Max thought for sure her sister was finally going to shift. Maybe not into a badger or a wolf, but into something else. Something amazing.

But no. She didn’t shift. God knows, she didn’t need to.

Charlie turned her hands so that she could grip the forearms of the bears holding her and then, with a roar that shook all that surrounding glass, Charlie lifted her arms—and the bears. She lifted the motherfucking bears!—and crossed her arms, sending the grizzlies hurtling in opposite directions.

“Down!” Max screamed to her teammates as a grizzly flew over them and crashed into the glass walls, nearly shattering them. The people in the office next door jumped to their feet in shock.

Weapons were drawn but Benji quickly threw up his hands. “No! Don’t shoot her!”

Because he knew that if he killed Max’s sister, the only thing he’d be doing would be running for the rest of his life. Max wouldn’t stop until she killed him. And if he killed her, her teammates wouldn’t stop until they’d killed him.
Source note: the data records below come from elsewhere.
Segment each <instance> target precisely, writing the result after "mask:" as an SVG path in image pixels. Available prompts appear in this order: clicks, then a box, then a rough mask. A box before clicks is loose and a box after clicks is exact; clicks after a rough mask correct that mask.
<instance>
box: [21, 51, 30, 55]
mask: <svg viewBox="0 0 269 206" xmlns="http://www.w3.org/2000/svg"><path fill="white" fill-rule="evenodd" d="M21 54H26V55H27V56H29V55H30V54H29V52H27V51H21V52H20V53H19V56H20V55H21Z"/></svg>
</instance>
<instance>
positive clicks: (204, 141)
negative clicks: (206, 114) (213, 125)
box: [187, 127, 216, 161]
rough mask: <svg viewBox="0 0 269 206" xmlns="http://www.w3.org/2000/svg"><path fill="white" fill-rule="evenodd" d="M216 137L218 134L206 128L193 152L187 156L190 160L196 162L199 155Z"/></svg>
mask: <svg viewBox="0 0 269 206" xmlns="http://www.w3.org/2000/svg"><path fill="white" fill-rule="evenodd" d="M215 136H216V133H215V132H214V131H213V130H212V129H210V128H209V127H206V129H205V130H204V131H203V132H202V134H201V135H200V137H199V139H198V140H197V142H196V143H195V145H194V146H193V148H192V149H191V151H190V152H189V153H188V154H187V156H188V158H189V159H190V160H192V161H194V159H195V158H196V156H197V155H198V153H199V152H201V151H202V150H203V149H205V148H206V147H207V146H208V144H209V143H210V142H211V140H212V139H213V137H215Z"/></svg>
Benji and his crew would need to manage Charlie without killing her and, Max had to admit . . . she couldn’t wait for them to try.

* * *

Mace and Smitty both jumped up, ready to move. Both males were former Navy SEALs and were used to taking action as soon as there was trouble. That was just the way they were.

“Stop!” Dez yelled before they could go out the door.

Mace gawked at her. “You’re not going to do anything?”

Dez went to the door herself, opened it, and ordered her people: “Stand down! Now! You do nothing. Absolutely nothing.”

“Dez!”

She faced her husband. “I was told to observe. Nothing more. The kid said he can handle it.”

“That kid can’t handle shit!”

“Don’t get in the middle,” Dee-Ann told them.